Single out any $i=1,...,N$, the issue I am facing is that each convex element of the sum above is given by the sum of a nonconvex and a convex function:

$$ c^{\max(x_i,0)/L}\cdot L_i - \ln(c)\cdot\max(x_i,0) $$

The expected behavior of the above sum is to be equal to: \begin{align} c^{\max(x_i,0)/L}\cdot L_i - \ln(c)\cdot\max(x_i,0)=\begin{cases} c^{x_i/L}\cdot L_i - \ln(c)\cdot x&\quad x_i \ge 0 \\ L_i &\quad x_i < 0 \end{cases} \end{align}

But using standard atoms it is not trivial to provide a DCP certificate for the above due to non-convexity of the first term.

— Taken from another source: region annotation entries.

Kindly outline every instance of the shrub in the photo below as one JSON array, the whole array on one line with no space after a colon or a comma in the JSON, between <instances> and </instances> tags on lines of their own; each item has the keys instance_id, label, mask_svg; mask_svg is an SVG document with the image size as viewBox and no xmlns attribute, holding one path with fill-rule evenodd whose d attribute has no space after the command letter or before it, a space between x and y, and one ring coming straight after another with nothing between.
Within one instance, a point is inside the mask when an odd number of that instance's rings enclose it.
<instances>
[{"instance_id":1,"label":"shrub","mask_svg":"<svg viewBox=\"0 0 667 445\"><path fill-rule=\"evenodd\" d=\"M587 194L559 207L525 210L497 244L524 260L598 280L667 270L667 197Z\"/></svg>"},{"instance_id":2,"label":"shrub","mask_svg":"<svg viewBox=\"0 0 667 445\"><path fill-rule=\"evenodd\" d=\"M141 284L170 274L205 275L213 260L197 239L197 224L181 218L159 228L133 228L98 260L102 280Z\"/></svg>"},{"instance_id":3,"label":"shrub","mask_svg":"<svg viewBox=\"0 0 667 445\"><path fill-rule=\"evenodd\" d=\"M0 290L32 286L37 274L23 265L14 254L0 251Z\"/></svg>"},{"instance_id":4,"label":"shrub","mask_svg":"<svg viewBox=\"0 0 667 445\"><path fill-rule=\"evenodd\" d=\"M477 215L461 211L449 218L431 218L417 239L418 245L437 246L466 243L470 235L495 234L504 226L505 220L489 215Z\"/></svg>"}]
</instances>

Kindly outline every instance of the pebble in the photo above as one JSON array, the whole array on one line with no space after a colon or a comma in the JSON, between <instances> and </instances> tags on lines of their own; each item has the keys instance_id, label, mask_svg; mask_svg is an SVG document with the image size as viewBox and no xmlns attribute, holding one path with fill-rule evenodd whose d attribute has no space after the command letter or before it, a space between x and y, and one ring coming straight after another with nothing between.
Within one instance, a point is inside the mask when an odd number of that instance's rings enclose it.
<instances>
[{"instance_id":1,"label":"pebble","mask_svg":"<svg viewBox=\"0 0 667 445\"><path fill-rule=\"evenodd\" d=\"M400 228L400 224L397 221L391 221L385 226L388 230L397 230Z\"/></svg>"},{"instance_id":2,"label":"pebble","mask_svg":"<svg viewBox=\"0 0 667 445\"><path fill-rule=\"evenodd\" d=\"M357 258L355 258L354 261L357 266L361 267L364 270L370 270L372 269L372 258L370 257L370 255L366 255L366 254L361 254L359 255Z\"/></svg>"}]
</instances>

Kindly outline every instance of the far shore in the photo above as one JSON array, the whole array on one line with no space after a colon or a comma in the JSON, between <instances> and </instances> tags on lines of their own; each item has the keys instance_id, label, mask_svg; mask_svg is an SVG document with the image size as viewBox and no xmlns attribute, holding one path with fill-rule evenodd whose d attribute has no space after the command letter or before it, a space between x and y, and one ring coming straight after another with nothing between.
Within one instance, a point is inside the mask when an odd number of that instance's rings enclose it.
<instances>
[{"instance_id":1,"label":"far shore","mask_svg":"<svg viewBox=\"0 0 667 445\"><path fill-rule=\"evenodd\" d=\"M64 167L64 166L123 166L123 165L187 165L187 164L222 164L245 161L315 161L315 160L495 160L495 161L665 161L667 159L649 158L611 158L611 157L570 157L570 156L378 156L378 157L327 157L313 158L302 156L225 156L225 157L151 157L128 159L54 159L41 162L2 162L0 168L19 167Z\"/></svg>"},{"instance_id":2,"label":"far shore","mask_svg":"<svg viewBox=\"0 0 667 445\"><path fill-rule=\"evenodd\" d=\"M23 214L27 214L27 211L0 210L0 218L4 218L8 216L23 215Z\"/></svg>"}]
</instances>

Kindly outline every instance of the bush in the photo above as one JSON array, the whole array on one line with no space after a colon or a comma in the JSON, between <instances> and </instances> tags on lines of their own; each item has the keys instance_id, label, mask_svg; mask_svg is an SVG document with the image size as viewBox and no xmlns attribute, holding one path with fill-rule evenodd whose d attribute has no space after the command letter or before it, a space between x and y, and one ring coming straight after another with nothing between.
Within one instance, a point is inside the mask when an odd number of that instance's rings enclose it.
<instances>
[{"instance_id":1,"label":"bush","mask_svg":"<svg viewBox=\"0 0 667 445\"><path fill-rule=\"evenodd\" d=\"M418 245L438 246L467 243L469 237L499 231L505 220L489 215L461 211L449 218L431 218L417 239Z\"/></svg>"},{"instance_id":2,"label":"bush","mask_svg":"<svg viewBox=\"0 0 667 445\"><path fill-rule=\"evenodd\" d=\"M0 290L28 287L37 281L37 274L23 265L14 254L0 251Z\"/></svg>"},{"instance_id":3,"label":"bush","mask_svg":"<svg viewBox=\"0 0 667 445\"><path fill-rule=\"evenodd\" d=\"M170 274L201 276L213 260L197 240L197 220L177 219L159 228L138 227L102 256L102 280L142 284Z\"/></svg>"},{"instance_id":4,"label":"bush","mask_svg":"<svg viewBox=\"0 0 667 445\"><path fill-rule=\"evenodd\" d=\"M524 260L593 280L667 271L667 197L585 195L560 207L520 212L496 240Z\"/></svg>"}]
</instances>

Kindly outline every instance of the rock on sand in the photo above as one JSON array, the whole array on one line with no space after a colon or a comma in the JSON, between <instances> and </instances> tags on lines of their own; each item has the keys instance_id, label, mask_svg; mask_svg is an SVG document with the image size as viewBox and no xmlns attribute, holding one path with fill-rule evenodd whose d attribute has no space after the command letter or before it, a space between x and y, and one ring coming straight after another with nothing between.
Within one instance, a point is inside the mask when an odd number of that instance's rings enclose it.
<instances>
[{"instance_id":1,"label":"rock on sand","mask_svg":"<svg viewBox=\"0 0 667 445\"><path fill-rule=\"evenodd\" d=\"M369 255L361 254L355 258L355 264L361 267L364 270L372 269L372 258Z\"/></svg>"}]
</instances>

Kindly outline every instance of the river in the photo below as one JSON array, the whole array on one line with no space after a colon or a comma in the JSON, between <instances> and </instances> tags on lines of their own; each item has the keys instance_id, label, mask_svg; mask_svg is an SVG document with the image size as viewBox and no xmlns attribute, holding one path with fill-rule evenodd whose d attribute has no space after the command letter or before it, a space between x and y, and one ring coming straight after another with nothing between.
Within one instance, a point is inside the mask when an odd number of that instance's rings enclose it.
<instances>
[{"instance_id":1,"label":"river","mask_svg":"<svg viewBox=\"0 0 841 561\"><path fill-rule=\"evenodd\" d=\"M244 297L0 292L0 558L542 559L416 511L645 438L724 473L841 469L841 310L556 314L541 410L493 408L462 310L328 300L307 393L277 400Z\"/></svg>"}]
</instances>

Do you have any ideas/suggestions on how one could rewrite the problem and make it DCP compliant?

Answer 1

For all $c>0$ the function of one variable $$g(x)=c^{x/L}\cdot L - \ln(c)\cdot x=\exp(\ln(c)x/L)\cdot L-\ln(c)\cdot x$$ is convex increasing on $x\geq 0$ (derivative check) and DCP representable (verbatim). So we can model your extension to all real numbers via

$$u\geq \max(x,0),$$ $$t\geq g(u).$$

Now if $x\geq 0$ then we have $t\geq g(x)$ and if $x\leq 0$ then we have $t\geq g(0)=L$.